There are reasons to be a little bit more optimistic about what the Games could mean for East London
Last year in “A Marathon not a Sprint” we showed that a successful Olympics does not necessarily mean a successful legacy for the host city. We highlighted that whille the Olympics themselves can be a catalyst for regeneration, it will take many years of hard work for this initial investment and activity to be transferred into visible benefits for Londoners.
We won’t know the extent of the effects of the Olympics for another 10 or 15 years, but as we show in our new Olympics Legacy update there are reasons to be a little bit more optimistic about what the Games could mean for East London.

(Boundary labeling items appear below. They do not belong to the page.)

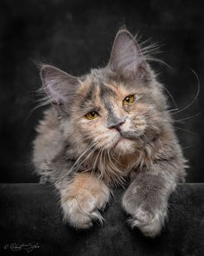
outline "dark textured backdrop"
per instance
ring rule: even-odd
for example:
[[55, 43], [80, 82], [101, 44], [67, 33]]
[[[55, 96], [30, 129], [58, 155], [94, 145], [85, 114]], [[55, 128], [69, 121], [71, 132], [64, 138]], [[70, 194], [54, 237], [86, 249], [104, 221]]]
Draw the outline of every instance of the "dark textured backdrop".
[[[167, 3], [167, 2], [169, 3]], [[0, 181], [35, 182], [30, 165], [31, 141], [41, 109], [35, 107], [39, 87], [33, 61], [58, 66], [73, 75], [104, 65], [118, 29], [126, 24], [143, 40], [162, 44], [160, 57], [173, 69], [158, 66], [180, 108], [198, 98], [175, 119], [202, 111], [204, 82], [203, 1], [12, 1], [0, 2]], [[172, 101], [172, 108], [174, 104]], [[188, 181], [204, 182], [201, 112], [175, 123], [190, 161]]]

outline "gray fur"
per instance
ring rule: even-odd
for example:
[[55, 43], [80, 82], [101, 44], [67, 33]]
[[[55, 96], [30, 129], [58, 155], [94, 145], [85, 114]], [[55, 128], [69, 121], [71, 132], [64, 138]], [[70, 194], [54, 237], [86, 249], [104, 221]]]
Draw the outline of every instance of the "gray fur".
[[[122, 30], [104, 69], [76, 78], [42, 67], [42, 83], [54, 108], [37, 128], [33, 161], [41, 182], [59, 189], [64, 218], [75, 227], [90, 227], [94, 218], [102, 221], [98, 210], [111, 189], [130, 178], [123, 207], [131, 226], [154, 237], [167, 219], [170, 194], [185, 181], [187, 161], [147, 49]], [[124, 107], [130, 95], [135, 101]], [[86, 119], [90, 111], [99, 114], [93, 121]], [[75, 179], [84, 179], [83, 174], [90, 174], [88, 181], [77, 185], [74, 194]]]

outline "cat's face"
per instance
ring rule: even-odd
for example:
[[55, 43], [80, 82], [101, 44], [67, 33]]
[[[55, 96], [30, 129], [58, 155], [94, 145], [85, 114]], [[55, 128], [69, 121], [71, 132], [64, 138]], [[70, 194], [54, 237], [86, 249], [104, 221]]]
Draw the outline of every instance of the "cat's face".
[[74, 144], [133, 153], [161, 132], [165, 99], [136, 41], [118, 34], [105, 69], [75, 78], [50, 66], [41, 78]]
[[82, 141], [94, 143], [98, 149], [129, 154], [138, 148], [141, 138], [154, 139], [158, 130], [153, 125], [159, 126], [150, 89], [128, 87], [124, 82], [98, 84], [88, 78], [78, 91], [70, 116]]

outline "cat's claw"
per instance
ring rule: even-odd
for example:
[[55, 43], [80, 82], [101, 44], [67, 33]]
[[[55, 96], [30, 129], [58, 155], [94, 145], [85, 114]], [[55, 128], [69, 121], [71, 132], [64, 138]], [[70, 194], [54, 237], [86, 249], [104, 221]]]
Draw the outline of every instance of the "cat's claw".
[[128, 220], [131, 227], [138, 227], [145, 236], [155, 237], [161, 233], [166, 212], [160, 210], [154, 213], [138, 208]]
[[67, 198], [61, 202], [64, 221], [76, 229], [90, 228], [94, 220], [102, 225], [104, 218], [99, 209], [105, 208], [108, 199], [109, 194], [99, 200], [87, 192], [76, 198]]

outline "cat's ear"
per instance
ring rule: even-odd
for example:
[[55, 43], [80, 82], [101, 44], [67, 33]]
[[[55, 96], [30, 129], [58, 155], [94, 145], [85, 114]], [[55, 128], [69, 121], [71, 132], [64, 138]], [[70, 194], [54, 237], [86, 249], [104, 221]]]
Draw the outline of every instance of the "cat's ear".
[[68, 105], [80, 84], [77, 77], [50, 65], [41, 66], [41, 78], [44, 90], [55, 106]]
[[109, 67], [124, 75], [143, 72], [146, 62], [134, 36], [126, 30], [118, 32], [113, 43]]

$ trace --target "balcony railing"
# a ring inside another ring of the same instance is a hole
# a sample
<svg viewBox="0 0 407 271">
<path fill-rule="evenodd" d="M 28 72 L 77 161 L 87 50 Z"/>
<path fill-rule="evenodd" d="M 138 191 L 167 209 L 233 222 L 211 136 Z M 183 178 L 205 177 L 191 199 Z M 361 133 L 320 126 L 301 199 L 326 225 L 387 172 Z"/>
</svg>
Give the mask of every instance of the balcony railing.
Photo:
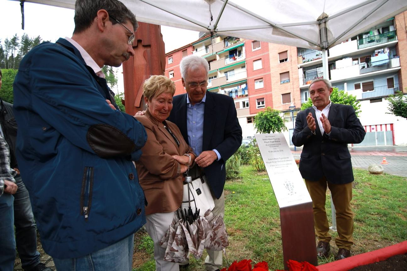
<svg viewBox="0 0 407 271">
<path fill-rule="evenodd" d="M 400 60 L 398 56 L 388 59 L 383 59 L 359 65 L 359 74 L 382 71 L 400 66 Z"/>
<path fill-rule="evenodd" d="M 243 89 L 240 89 L 239 90 L 232 90 L 225 91 L 224 94 L 232 98 L 233 99 L 238 99 L 249 96 L 249 93 L 247 91 L 247 90 Z"/>
<path fill-rule="evenodd" d="M 307 98 L 306 99 L 301 99 L 301 104 L 302 104 L 304 103 L 304 102 L 306 102 L 308 100 L 308 98 Z"/>
<path fill-rule="evenodd" d="M 358 40 L 357 48 L 362 49 L 378 44 L 393 41 L 397 40 L 396 31 L 391 31 L 383 34 L 368 37 Z"/>
<path fill-rule="evenodd" d="M 320 51 L 314 51 L 311 53 L 304 54 L 298 56 L 298 64 L 309 62 L 322 58 L 322 52 Z"/>
<path fill-rule="evenodd" d="M 362 98 L 376 98 L 392 95 L 398 91 L 398 84 L 393 84 L 387 86 L 376 87 L 373 90 L 362 93 Z"/>
<path fill-rule="evenodd" d="M 226 48 L 244 40 L 243 39 L 241 38 L 235 38 L 234 37 L 230 37 L 229 38 L 226 38 L 223 40 L 223 44 L 225 47 Z"/>
<path fill-rule="evenodd" d="M 232 57 L 225 57 L 225 65 L 228 65 L 230 64 L 234 63 L 234 62 L 237 62 L 237 61 L 240 61 L 241 60 L 244 59 L 246 57 L 245 54 L 243 53 L 240 56 L 233 56 Z"/>
<path fill-rule="evenodd" d="M 315 80 L 315 79 L 322 79 L 323 78 L 324 74 L 323 73 L 320 73 L 317 74 L 309 75 L 305 76 L 305 77 L 301 77 L 300 78 L 300 80 L 302 80 L 302 85 L 304 86 L 306 85 L 311 84 L 313 80 Z"/>
</svg>

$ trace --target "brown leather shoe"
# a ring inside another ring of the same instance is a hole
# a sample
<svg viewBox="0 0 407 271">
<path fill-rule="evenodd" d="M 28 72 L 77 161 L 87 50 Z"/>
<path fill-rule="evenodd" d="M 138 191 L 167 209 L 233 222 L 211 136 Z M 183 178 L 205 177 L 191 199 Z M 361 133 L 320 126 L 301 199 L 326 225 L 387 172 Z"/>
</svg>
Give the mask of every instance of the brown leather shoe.
<svg viewBox="0 0 407 271">
<path fill-rule="evenodd" d="M 335 260 L 342 260 L 350 257 L 350 251 L 345 248 L 340 248 L 338 251 L 338 254 L 335 256 Z"/>
<path fill-rule="evenodd" d="M 330 250 L 329 243 L 324 241 L 319 241 L 317 246 L 317 256 L 318 257 L 327 257 Z"/>
</svg>

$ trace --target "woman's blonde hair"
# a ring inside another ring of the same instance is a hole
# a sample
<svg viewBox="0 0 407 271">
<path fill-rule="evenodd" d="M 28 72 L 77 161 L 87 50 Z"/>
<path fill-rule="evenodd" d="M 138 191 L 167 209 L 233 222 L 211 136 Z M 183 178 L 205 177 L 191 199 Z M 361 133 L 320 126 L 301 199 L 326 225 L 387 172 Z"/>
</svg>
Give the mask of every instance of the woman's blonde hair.
<svg viewBox="0 0 407 271">
<path fill-rule="evenodd" d="M 174 82 L 164 75 L 152 75 L 143 85 L 143 95 L 149 101 L 163 93 L 171 93 L 173 96 L 175 92 Z"/>
</svg>

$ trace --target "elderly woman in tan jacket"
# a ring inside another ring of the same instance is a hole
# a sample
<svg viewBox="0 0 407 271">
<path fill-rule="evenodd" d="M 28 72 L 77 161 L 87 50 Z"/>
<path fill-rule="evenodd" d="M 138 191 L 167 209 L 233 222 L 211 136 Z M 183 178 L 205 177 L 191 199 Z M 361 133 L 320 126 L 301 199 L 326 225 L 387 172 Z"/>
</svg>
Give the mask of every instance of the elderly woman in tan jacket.
<svg viewBox="0 0 407 271">
<path fill-rule="evenodd" d="M 195 159 L 192 149 L 179 129 L 166 119 L 173 108 L 174 82 L 162 75 L 153 75 L 143 86 L 147 109 L 135 117 L 147 131 L 142 154 L 136 162 L 140 184 L 148 204 L 145 227 L 154 241 L 155 270 L 178 271 L 178 263 L 164 261 L 165 249 L 159 242 L 172 221 L 174 212 L 181 206 L 183 174 Z"/>
</svg>

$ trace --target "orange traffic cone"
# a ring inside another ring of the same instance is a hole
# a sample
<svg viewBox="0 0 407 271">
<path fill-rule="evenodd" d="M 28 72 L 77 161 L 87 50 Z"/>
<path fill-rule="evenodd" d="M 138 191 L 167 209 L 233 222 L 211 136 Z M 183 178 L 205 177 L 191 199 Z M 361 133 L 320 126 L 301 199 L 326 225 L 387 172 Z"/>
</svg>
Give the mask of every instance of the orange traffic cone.
<svg viewBox="0 0 407 271">
<path fill-rule="evenodd" d="M 383 162 L 382 162 L 382 163 L 380 163 L 381 164 L 388 164 L 389 163 L 387 163 L 387 161 L 386 160 L 386 157 L 383 157 Z"/>
</svg>

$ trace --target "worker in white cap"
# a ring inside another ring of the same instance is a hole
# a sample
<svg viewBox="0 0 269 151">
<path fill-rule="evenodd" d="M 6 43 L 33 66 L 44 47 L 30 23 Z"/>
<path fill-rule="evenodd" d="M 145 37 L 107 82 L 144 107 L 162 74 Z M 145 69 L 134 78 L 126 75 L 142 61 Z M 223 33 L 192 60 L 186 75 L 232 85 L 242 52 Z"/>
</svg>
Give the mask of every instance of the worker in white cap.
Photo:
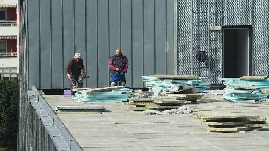
<svg viewBox="0 0 269 151">
<path fill-rule="evenodd" d="M 70 79 L 70 90 L 72 94 L 75 92 L 72 90 L 74 85 L 76 86 L 76 83 L 78 83 L 78 88 L 82 88 L 83 86 L 83 81 L 81 75 L 81 70 L 84 73 L 83 77 L 88 77 L 83 64 L 83 60 L 81 58 L 81 55 L 79 53 L 77 52 L 75 54 L 74 58 L 69 60 L 67 67 L 65 69 L 65 73 L 67 75 L 67 77 Z M 72 82 L 71 81 L 72 81 Z"/>
</svg>

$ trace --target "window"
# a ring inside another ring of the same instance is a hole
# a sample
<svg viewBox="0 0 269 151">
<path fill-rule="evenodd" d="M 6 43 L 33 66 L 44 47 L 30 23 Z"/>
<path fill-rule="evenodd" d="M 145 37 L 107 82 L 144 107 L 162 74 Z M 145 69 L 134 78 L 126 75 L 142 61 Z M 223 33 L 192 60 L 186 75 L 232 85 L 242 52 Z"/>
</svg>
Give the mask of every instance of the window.
<svg viewBox="0 0 269 151">
<path fill-rule="evenodd" d="M 0 9 L 0 20 L 6 20 L 6 9 Z"/>
<path fill-rule="evenodd" d="M 0 53 L 6 53 L 6 41 L 0 41 Z"/>
</svg>

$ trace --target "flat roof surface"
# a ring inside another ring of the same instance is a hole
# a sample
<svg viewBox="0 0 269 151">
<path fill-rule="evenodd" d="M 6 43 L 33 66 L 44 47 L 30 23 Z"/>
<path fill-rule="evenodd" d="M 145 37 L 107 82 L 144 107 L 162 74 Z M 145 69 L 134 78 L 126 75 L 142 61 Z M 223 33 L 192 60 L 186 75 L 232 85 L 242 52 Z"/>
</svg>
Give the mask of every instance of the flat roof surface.
<svg viewBox="0 0 269 151">
<path fill-rule="evenodd" d="M 222 95 L 207 95 L 189 106 L 201 112 L 230 113 L 269 118 L 268 103 L 233 103 Z M 88 105 L 62 95 L 44 95 L 53 109 L 57 105 Z M 269 149 L 269 128 L 250 133 L 208 132 L 207 125 L 193 119 L 192 113 L 149 115 L 130 111 L 134 105 L 100 103 L 109 112 L 101 114 L 57 114 L 85 151 L 255 150 Z M 268 121 L 268 120 L 267 121 Z"/>
</svg>

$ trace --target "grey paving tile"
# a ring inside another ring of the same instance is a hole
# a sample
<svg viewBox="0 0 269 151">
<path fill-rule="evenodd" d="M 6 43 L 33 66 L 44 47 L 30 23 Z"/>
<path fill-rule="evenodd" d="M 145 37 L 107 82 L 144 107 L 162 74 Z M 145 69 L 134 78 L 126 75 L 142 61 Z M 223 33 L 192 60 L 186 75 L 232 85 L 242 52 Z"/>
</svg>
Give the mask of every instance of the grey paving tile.
<svg viewBox="0 0 269 151">
<path fill-rule="evenodd" d="M 84 151 L 149 151 L 146 147 L 110 147 L 83 148 L 82 149 Z"/>
</svg>

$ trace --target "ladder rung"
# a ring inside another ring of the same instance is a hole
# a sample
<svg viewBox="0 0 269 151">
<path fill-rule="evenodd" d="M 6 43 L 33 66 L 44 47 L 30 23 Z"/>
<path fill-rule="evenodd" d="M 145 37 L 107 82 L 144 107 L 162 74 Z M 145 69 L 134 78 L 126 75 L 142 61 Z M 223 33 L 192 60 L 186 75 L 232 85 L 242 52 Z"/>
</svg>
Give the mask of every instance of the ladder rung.
<svg viewBox="0 0 269 151">
<path fill-rule="evenodd" d="M 201 15 L 200 15 L 200 16 L 199 16 L 199 15 L 198 16 L 194 16 L 194 17 L 208 17 L 208 16 L 201 16 Z"/>
<path fill-rule="evenodd" d="M 193 6 L 193 7 L 195 7 L 196 8 L 208 8 L 208 6 Z"/>
</svg>

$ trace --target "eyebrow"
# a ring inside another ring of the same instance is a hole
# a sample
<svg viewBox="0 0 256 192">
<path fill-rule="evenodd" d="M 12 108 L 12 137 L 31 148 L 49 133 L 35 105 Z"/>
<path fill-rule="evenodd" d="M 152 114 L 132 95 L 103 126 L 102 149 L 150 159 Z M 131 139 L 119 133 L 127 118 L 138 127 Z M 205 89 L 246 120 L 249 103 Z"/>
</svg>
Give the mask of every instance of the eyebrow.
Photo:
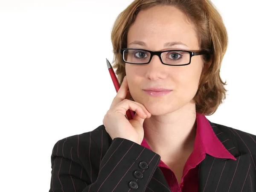
<svg viewBox="0 0 256 192">
<path fill-rule="evenodd" d="M 129 45 L 131 45 L 131 44 L 139 45 L 141 45 L 142 46 L 147 47 L 147 44 L 145 43 L 143 41 L 133 41 L 131 43 L 130 43 L 129 44 Z M 180 42 L 180 41 L 169 42 L 166 43 L 165 44 L 164 44 L 163 45 L 163 46 L 164 47 L 172 47 L 172 46 L 173 46 L 174 45 L 185 45 L 185 46 L 188 47 L 188 46 L 187 45 L 186 45 L 185 44 L 183 44 L 183 43 L 182 43 L 182 42 Z"/>
</svg>

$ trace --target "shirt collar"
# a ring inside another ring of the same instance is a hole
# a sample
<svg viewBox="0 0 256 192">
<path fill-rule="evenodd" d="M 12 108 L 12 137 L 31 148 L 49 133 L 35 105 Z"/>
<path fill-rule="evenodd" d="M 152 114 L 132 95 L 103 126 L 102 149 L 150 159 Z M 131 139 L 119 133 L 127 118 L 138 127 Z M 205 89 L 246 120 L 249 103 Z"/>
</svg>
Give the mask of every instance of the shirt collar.
<svg viewBox="0 0 256 192">
<path fill-rule="evenodd" d="M 218 138 L 204 115 L 197 113 L 196 121 L 196 134 L 193 150 L 197 151 L 197 154 L 207 153 L 215 157 L 236 159 Z M 141 145 L 151 150 L 144 138 Z"/>
</svg>

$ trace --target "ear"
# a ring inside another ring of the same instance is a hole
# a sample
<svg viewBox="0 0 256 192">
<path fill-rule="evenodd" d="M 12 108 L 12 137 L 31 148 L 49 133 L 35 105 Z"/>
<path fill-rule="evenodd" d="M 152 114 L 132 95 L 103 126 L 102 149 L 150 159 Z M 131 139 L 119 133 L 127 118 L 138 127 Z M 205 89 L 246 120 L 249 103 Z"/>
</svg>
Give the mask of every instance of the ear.
<svg viewBox="0 0 256 192">
<path fill-rule="evenodd" d="M 207 71 L 208 71 L 208 70 L 209 69 L 209 68 L 210 67 L 210 66 L 212 64 L 212 57 L 211 57 L 211 58 L 210 58 L 210 60 L 209 60 L 209 61 L 208 62 L 204 64 L 204 69 L 203 69 L 203 71 L 202 71 L 203 74 L 205 73 L 206 73 L 207 72 Z"/>
</svg>

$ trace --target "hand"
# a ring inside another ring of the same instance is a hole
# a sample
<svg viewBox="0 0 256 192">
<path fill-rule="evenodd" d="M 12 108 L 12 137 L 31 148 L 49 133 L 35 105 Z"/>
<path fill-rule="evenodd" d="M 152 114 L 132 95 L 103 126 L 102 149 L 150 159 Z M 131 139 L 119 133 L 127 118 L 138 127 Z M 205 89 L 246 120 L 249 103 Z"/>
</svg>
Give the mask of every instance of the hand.
<svg viewBox="0 0 256 192">
<path fill-rule="evenodd" d="M 144 137 L 143 123 L 151 114 L 142 104 L 127 99 L 131 97 L 128 88 L 125 76 L 103 123 L 112 140 L 120 137 L 140 145 Z M 128 120 L 125 116 L 128 109 L 136 112 L 133 119 Z"/>
</svg>

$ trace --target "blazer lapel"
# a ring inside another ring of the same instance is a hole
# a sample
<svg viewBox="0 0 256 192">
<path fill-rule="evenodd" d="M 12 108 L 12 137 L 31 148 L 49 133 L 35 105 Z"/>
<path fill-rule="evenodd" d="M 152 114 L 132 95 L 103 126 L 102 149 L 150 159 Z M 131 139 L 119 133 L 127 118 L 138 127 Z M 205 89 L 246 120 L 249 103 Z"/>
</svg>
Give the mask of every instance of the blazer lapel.
<svg viewBox="0 0 256 192">
<path fill-rule="evenodd" d="M 240 154 L 225 134 L 209 122 L 218 139 L 223 142 L 223 145 L 236 160 L 216 158 L 206 154 L 199 164 L 199 192 L 247 191 L 244 184 L 250 169 L 250 156 Z"/>
<path fill-rule="evenodd" d="M 145 191 L 145 192 L 172 192 L 164 176 L 157 167 Z"/>
</svg>

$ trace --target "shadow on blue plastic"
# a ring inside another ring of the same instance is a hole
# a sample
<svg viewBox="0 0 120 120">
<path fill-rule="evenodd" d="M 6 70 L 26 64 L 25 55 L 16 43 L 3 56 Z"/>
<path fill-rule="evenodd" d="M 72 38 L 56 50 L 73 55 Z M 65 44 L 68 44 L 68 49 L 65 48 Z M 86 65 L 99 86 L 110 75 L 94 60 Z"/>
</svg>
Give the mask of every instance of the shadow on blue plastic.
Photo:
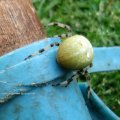
<svg viewBox="0 0 120 120">
<path fill-rule="evenodd" d="M 6 68 L 9 68 L 11 66 L 14 66 L 22 62 L 31 53 L 34 53 L 54 42 L 60 42 L 60 39 L 59 38 L 46 38 L 44 40 L 34 42 L 23 48 L 19 48 L 17 50 L 14 50 L 13 52 L 10 52 L 4 56 L 1 56 L 0 57 L 0 70 L 4 70 Z"/>
<path fill-rule="evenodd" d="M 109 116 L 109 111 L 102 114 L 104 110 L 99 110 L 98 113 L 92 110 L 94 106 L 99 104 L 101 106 L 100 102 L 90 104 L 91 107 L 89 104 L 86 106 L 86 99 L 83 98 L 85 94 L 83 92 L 82 95 L 82 89 L 79 89 L 75 81 L 67 88 L 51 85 L 29 86 L 34 83 L 64 81 L 70 73 L 57 64 L 57 46 L 29 60 L 24 60 L 28 55 L 53 42 L 60 42 L 60 39 L 49 38 L 35 42 L 0 57 L 0 120 L 92 120 L 91 117 L 94 118 L 93 120 L 100 120 L 101 115 Z M 120 69 L 119 47 L 94 48 L 94 51 L 95 57 L 90 72 Z M 113 54 L 116 57 L 111 57 Z M 21 87 L 21 84 L 28 87 Z M 6 101 L 7 97 L 21 90 L 28 91 Z M 95 99 L 98 101 L 97 97 Z M 95 99 L 93 97 L 94 101 Z"/>
<path fill-rule="evenodd" d="M 90 99 L 87 99 L 87 83 L 81 83 L 79 86 L 93 120 L 120 120 L 120 118 L 101 101 L 93 90 L 91 91 Z"/>
</svg>

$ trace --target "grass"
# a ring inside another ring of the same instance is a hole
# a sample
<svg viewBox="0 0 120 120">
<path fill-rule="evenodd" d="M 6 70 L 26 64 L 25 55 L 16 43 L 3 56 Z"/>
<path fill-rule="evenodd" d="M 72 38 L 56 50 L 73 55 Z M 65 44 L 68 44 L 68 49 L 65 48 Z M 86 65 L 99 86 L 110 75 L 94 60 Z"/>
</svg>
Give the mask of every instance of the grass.
<svg viewBox="0 0 120 120">
<path fill-rule="evenodd" d="M 93 46 L 120 46 L 119 0 L 33 0 L 43 25 L 62 22 L 72 27 L 73 34 L 86 36 Z M 64 33 L 46 28 L 48 36 Z M 120 72 L 92 76 L 92 86 L 102 100 L 120 115 Z"/>
</svg>

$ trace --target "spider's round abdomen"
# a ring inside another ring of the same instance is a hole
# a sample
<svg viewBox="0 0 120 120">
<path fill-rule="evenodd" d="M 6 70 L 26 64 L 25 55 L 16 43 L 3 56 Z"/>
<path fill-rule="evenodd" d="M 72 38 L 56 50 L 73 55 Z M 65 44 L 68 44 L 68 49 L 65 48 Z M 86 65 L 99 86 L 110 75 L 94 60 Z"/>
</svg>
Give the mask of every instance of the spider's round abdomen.
<svg viewBox="0 0 120 120">
<path fill-rule="evenodd" d="M 81 35 L 67 38 L 59 47 L 57 53 L 58 63 L 67 69 L 83 69 L 93 60 L 93 47 Z"/>
</svg>

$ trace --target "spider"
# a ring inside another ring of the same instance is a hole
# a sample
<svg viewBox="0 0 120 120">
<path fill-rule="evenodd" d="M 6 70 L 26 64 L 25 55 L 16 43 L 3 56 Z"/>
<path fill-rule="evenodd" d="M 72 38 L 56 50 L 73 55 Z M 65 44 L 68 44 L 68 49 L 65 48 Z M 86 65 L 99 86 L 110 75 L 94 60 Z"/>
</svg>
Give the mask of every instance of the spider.
<svg viewBox="0 0 120 120">
<path fill-rule="evenodd" d="M 68 38 L 70 36 L 72 36 L 72 30 L 71 30 L 71 27 L 66 25 L 66 24 L 63 24 L 63 23 L 59 23 L 59 22 L 52 22 L 52 23 L 49 23 L 47 25 L 48 26 L 58 26 L 58 27 L 61 27 L 61 28 L 64 28 L 64 29 L 67 29 L 68 33 L 67 34 L 61 34 L 61 35 L 55 35 L 54 37 L 60 37 L 61 39 L 65 39 L 65 38 Z M 44 51 L 50 49 L 51 47 L 54 47 L 54 46 L 59 46 L 60 43 L 52 43 L 48 46 L 46 46 L 45 48 L 42 48 L 40 49 L 39 51 L 27 56 L 24 60 L 28 60 L 38 54 L 41 54 L 43 53 Z M 90 75 L 88 73 L 88 69 L 92 67 L 92 63 L 87 66 L 86 68 L 83 68 L 81 70 L 77 70 L 73 73 L 73 75 L 67 79 L 66 81 L 64 82 L 61 82 L 61 83 L 57 83 L 57 84 L 52 84 L 52 86 L 61 86 L 61 85 L 64 85 L 65 87 L 67 87 L 73 80 L 77 80 L 78 79 L 84 79 L 88 82 L 88 88 L 87 88 L 87 93 L 88 93 L 88 98 L 90 97 L 90 89 L 91 89 L 91 86 L 90 86 Z"/>
</svg>

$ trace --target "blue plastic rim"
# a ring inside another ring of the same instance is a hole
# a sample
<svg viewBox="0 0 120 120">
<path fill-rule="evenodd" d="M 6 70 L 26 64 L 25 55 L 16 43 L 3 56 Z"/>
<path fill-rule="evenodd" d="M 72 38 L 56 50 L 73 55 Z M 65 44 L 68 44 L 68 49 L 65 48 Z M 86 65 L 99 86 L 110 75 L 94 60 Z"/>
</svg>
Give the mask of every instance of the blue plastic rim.
<svg viewBox="0 0 120 120">
<path fill-rule="evenodd" d="M 71 75 L 57 64 L 58 47 L 24 60 L 54 42 L 61 40 L 46 38 L 0 57 L 0 101 L 3 100 L 0 120 L 119 120 L 93 91 L 87 102 L 86 84 L 79 87 L 73 81 L 67 88 L 30 86 L 32 83 L 65 81 Z M 120 70 L 120 47 L 94 48 L 94 53 L 89 72 Z M 21 91 L 26 92 L 17 95 Z M 16 96 L 5 101 L 12 94 Z"/>
</svg>

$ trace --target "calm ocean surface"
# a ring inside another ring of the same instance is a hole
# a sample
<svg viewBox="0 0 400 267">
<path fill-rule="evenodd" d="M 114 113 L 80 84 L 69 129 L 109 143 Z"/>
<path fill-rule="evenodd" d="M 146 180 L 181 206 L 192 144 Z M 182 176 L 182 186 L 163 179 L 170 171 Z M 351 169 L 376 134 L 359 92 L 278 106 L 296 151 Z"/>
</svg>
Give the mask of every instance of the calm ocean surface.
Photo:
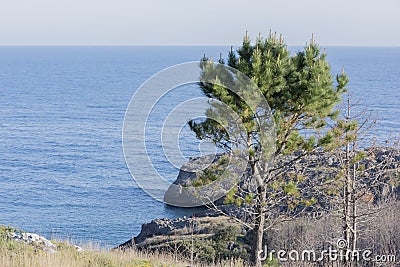
<svg viewBox="0 0 400 267">
<path fill-rule="evenodd" d="M 153 200 L 131 178 L 122 151 L 124 113 L 151 75 L 228 49 L 0 47 L 0 224 L 113 246 L 152 219 L 190 214 Z M 400 48 L 328 47 L 327 53 L 335 74 L 342 66 L 348 73 L 358 108 L 378 119 L 374 134 L 398 136 Z M 171 94 L 158 109 L 201 95 L 192 89 Z M 185 156 L 198 155 L 190 132 L 181 146 Z M 151 153 L 173 180 L 178 169 L 168 166 L 157 142 Z"/>
</svg>

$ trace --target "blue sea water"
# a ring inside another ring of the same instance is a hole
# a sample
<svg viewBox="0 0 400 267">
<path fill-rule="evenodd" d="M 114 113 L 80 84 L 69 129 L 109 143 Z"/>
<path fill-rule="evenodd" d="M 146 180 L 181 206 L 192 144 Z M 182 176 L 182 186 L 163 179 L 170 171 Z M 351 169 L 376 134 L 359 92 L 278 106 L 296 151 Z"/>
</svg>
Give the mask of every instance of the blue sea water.
<svg viewBox="0 0 400 267">
<path fill-rule="evenodd" d="M 125 109 L 156 72 L 228 49 L 0 47 L 0 224 L 114 246 L 154 218 L 192 213 L 157 202 L 130 176 L 121 141 Z M 398 136 L 400 48 L 326 50 L 333 73 L 348 73 L 358 108 L 378 119 L 373 133 L 380 140 Z M 178 90 L 158 109 L 196 96 L 195 86 Z M 182 140 L 186 157 L 198 155 L 193 134 L 184 132 Z M 173 180 L 178 169 L 156 141 L 154 147 L 154 161 Z"/>
</svg>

In the update we looked at private sector employment dynamics in the Olympic park and the area around it in the build-up to the Games. Figure 1 shows change in total private sector job growth within the London Legacy Development Corporation’s core area, and within two mile buffers around it compared to the rest of London for the three years after London was awarded the Olympics in 2005. This was a period of stable growth during which private sector employment in Greater London grew by 8 per cent. The map clearly shows that this expansion was largely driven by explosive growth in Canary Wharf which is within two miles of the Olympic Park. The map also shows that the strong jobs performance of London as a whole and financial services in particular didn’t apply to several of the Olympic boroughs. The six Olympic boroughs lost jobs during this period and the areas directly adjacent to the Olympic Park were among the hardest hit.
Figure 1: Jobs growth in the Olympic Park, its immediate surroundings and Growth Boroughs 2005-2008
2008 brought the credit crunch and a change in the prevailing economic climate, but it also changed the fortunes of the Olympic Boroughs. As Figure 2 clearly shows, while most of London was losing jobs between 2008 and 2010, there was a slight increase in the number of jobs in the Olympic boroughs which outperformed the rest of the capital.
Figure 2: Jobs growth in the Olympic Park, its immediate surroundings and Growth Boroughs 2008-2010
This trend appears not to have been a blip. In the two years prior to the Games (2010-2012) the six Olympic boroughs still performed slightly better than the rest of London, with the areas immediately surrounding the Olympic park way ahead of the rest. The almost 50 per cent employment expansion within the LLDC boundary reflects the low employment base of the area prior to the Olympics designation (two years earlier the whole area was a construction site with no permanent jobs) and the opening of the Westfield shopping centre.
Figure 3: Jobs growth in the Olympic Park, its immediate surroundings and Growth Boroughs 2010-2012
Last year we were critical of the ambition of making the Olympic park a significant business location. But looking at the numbers I would suggest that the outlook for business growth around Stratford station is rather positive. The place is well linked, well publicised and has some of the best infrastructure in the city. BT Sport among others is already there and LLDC is considering allowing more offices to be built within its boundary than originally planned. So with Royal Docks EZ going slowly and White City drifting off the radar, maybe Stratford will be the next growth pole for London.